- By Ashish Singh
- Wed, 20 Sep 2023 06:07 PM (IST)
- Source:JND
Rajeev Chandrasekhar, Minister of State for Electronics and IT, announced on Wednesday that certain entities including Google, Meta and more may be granted a one-year transition period to fine-tune their systems in order to comply with India's Digital Personal Data Protection Act, 2023.
Chandrasekhar emphasised the importance of accommodating enterprises like as startups, MSMEs, and hospitals that handle sensitive personal data during the inaugural 'Digital India Dialogue' discussions with key industry players on the recently implemented Data Protection Act. He stated that these organisations, which may lack the experience of larger data advisors, may need more time to grasp and comply with the new standards.
READ: Digital Personal Data Protection Bill 2023 Passed In Lok Sabha; All You Need To Know
"The primary goal of this law is to ensure the trust and safety of all digital citizens," said Minister Chandrasekhar. He also stated that the administration is willing to hear valid justifications for extending the compliance period if they are supported by compelling reasons.
The minister also stated that the Act's required rules would be specified within the following 30 days. In addition, preparations to establish the Data Protection Board, a critical entity for safeguarding data privacy, will begin within the next month.
A varied range of stakeholders from the technology ecosystem participated in the discussions, including industry associations, startups, IT professionals, think tanks, and legal experts. Industry executives have praised the Digital Personal Data Protection Act, underlining its importance in protecting individuals' digital privacy rights as India rapidly digitises.
READ: Data Protection Bill 2023: Entities Can Be Fined Upto Rs 250 Crore For Breaching Privacy
The Act includes provisions for severe penalties ranging from Rs 50 crore to Rs 250 crore for social media platforms found to be in violation of the guidelines. It strives to promote responsible expansion of digital markets while protecting citizens' data. The Act would govern the handling of digital personal data in India, whether obtained online or offline and then digitised.
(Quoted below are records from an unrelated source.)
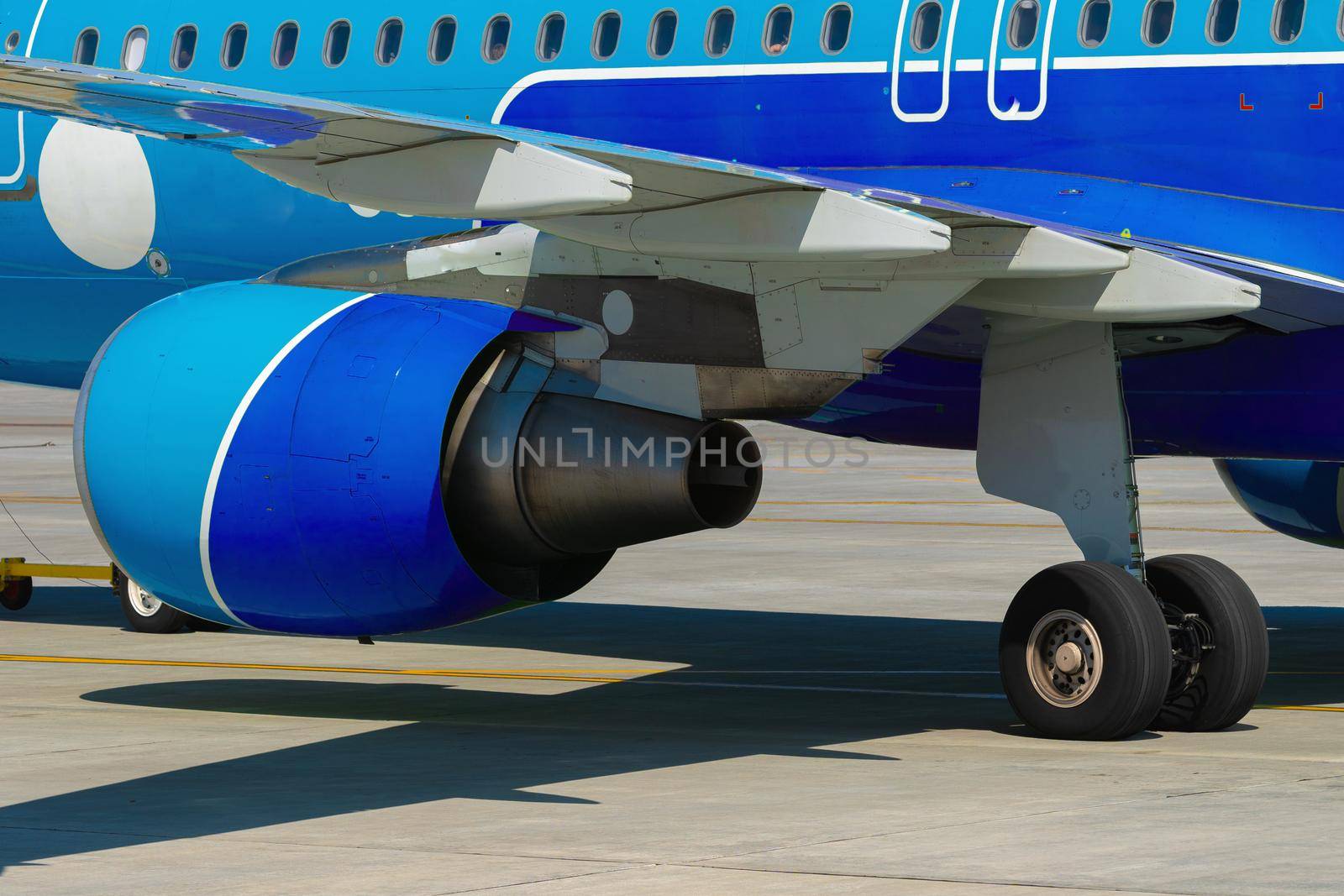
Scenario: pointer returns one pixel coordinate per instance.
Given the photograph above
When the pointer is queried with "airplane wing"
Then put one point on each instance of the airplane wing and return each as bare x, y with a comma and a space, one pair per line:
827, 277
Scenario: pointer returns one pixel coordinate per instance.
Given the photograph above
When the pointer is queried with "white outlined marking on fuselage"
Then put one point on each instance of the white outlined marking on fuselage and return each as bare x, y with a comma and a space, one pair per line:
213, 483
24, 159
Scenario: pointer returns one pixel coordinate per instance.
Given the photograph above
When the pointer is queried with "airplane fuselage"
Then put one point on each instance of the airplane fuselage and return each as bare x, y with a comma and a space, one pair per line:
1223, 152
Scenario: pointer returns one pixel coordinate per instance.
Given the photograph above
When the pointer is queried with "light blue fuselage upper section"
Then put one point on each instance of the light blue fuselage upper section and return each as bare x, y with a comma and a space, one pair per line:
1230, 149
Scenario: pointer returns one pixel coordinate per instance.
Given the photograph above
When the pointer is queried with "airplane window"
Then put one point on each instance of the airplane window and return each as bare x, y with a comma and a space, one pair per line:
927, 24
87, 47
286, 46
1095, 23
1158, 22
338, 43
718, 36
1288, 19
183, 47
441, 39
496, 39
389, 42
835, 29
779, 29
1021, 24
235, 46
1222, 20
663, 34
550, 38
606, 35
134, 49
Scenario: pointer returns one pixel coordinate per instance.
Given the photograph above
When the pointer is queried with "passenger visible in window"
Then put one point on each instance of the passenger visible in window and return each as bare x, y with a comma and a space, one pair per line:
1288, 19
1021, 24
441, 40
390, 42
496, 38
87, 47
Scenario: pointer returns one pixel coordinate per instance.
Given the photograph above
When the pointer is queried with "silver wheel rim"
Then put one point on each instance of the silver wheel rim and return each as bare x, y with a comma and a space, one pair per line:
1063, 658
141, 600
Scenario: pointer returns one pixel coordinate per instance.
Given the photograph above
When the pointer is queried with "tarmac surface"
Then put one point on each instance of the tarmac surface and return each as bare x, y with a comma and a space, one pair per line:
804, 705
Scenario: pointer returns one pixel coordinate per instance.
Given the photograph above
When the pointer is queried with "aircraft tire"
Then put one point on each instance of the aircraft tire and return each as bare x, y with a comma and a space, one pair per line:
17, 594
1084, 653
1231, 674
143, 610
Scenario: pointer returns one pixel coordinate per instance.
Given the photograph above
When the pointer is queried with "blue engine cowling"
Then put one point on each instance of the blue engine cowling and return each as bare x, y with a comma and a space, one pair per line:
318, 463
1303, 499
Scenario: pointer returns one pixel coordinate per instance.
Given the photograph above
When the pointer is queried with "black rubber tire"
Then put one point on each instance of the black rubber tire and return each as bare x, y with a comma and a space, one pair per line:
1136, 652
165, 621
17, 594
1231, 676
197, 624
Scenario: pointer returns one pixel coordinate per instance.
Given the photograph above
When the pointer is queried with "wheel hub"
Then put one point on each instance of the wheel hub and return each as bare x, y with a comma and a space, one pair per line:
141, 600
1063, 658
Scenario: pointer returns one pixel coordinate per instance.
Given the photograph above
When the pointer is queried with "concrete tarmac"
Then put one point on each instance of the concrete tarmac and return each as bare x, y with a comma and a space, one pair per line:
804, 705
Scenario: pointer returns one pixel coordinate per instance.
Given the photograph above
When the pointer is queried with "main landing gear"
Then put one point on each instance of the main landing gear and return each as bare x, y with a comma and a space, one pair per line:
147, 613
1105, 647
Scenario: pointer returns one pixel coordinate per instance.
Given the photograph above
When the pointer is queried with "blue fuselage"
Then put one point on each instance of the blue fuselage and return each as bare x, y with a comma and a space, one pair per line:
1226, 152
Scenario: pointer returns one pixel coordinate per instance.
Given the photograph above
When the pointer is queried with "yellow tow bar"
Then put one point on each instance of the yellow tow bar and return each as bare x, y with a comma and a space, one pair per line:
17, 577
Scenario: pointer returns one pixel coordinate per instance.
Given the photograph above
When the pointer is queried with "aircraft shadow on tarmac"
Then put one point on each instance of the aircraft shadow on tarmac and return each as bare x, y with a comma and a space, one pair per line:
479, 745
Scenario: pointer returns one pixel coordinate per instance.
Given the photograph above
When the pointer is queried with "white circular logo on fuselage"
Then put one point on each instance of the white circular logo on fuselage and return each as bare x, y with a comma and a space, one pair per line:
97, 194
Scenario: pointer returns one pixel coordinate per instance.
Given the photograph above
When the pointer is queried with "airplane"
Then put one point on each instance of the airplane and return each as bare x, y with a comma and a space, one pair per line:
333, 278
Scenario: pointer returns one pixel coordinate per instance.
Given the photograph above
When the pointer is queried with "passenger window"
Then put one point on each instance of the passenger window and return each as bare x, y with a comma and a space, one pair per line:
183, 47
1288, 19
389, 42
718, 35
1222, 20
550, 38
87, 47
336, 46
235, 46
663, 34
1095, 24
441, 40
927, 24
496, 39
835, 29
1021, 24
1158, 22
606, 35
134, 49
779, 29
286, 46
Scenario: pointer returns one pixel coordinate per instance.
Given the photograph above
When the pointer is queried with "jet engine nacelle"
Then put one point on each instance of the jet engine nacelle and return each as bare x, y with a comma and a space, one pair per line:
312, 461
1303, 499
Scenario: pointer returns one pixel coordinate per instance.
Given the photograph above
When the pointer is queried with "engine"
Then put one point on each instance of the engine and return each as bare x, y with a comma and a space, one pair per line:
319, 463
1303, 499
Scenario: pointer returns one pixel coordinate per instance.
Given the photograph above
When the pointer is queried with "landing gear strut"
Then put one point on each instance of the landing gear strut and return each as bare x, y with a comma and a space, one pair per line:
1113, 645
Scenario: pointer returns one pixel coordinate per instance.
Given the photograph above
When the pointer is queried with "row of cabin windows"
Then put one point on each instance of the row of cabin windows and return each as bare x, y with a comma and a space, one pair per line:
1095, 22
550, 39
925, 33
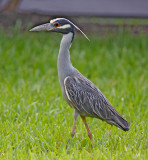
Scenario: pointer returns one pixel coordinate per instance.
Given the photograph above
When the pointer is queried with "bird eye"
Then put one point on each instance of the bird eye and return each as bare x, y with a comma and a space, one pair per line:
56, 24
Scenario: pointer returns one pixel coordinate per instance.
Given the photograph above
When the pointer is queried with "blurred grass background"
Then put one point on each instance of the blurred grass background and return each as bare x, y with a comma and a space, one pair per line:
35, 121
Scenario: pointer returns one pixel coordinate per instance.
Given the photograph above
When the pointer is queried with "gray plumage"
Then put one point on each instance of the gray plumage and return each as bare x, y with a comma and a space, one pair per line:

It will also apply to such processing that takes place outside the country if it includes the provision of goods or services to Indian people.
After fulfilling that objective, the holders of data will be required to ensure data accuracy, security, and erasure. Furthermore, the Act offers individuals specific rights, such as the ability to access information, seek data correction and erasure, and seek redress of grievances. Companies are required to hire a Data Protection Officer and provide their contact information to users.